Qu’est-ce que le cortisol ?

Hormone du stress, le cortisol est l’antithèse de la testostérone. Alors que cette dernière augmente l’anabolisme musculaire, le cortisol, hormone catabolique le diminue.

En plus de détruire le tissu musculaire et d’empêcher le corps de stocker les sucres sous forme de glycogène musculaire, le cortisol abaisse aussi le taux de testostérone : cette hormone n’est alors plus capable de se lier à ses récepteurs dans les cellules musculaires et de favoriser la construction tissulaire.

Quand le taux de testostérone chute, il devient non seulement plus difficile de « faire du muscle » et de récupérer, mais les œstrogènes tendent à avoir un effet plus marqué dans l’organisme: la perte de graisse n’en devient alors que plus difficile.

Pourquoi le cortisol augmente-t-il ?

Le taux de cortisol peut augmenter pour plusieurs raisons que l’on peut regroupé dans deux catégories : un stress physique ou un stress émotionnel.

Parmi les principaux facteurs, citons la fatigue, le manque de sommeil, une mauvaise alimentation (riche en sucre, en mauvais gras, pauvre en micronutriments), des blessures, l’anxiété, la peur, le café (hé oui ce dernier n’a pas que des bons côtés), etc.

Chez les sportifs, les entraînements extrêmes ou des séances marathons trop longue par exemple, sont une cause supplémentaire de la hausse de la production de cette hormone.

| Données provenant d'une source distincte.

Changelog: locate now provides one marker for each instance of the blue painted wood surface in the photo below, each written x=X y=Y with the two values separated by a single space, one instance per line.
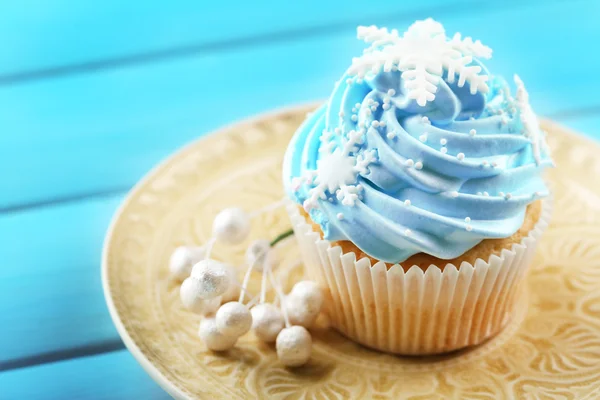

Pour un pratiquant de la musculation, il est donc important d’apprendre à connaître les mécanismes qui influent sur la concentration de cortisol pour optimiser la prise de muscle. Si tu es sujet aux facteurs mentionnés plus haut, suis nos conseils pour limiter le taux de cette hormone catabolisante.

Comment optimiser ton alimentation ?

Comme nous l’avons mentionné, le cortisol augmente sous l’effet de la durée de l’entraînement : c’est une réaction naturelle.

Un des meilleurs moyens d’éviter une élévation excessive du taux de cortisol est d’observer une diététique post-entraînement très stricte.

En apportant au corps exactement ce dont il a besoin, on donne un coup de fouet à la récupération et on atténue les montées brutales du cortisol.

Après ta séance, prends un shake de whey protéine avec des glucides (galettes de riz, pain blanc, pain d’épice…).

Tu peux aussi ajouter des BCAA quand tu te sens vraiment faible. Ce dernier complément alimentaire étant beaucoup plus efficace lorsqu’il est pris avant l’entraînement : ils contribuent à maintenir le taux de testostérone et peuvent être utilisés pour donner de l’énergie aux muscles.

La leucine, un de ces BCAA, fait également augmenter le taux d’insuline selon un mécanisme différent de celui des glucides et nous savons que l’insuline aide à supprimer le cortisol. Le lactosérum (whey protéine) apporte des nutriments qui préviennent le catabolisme (dégradation musculaire).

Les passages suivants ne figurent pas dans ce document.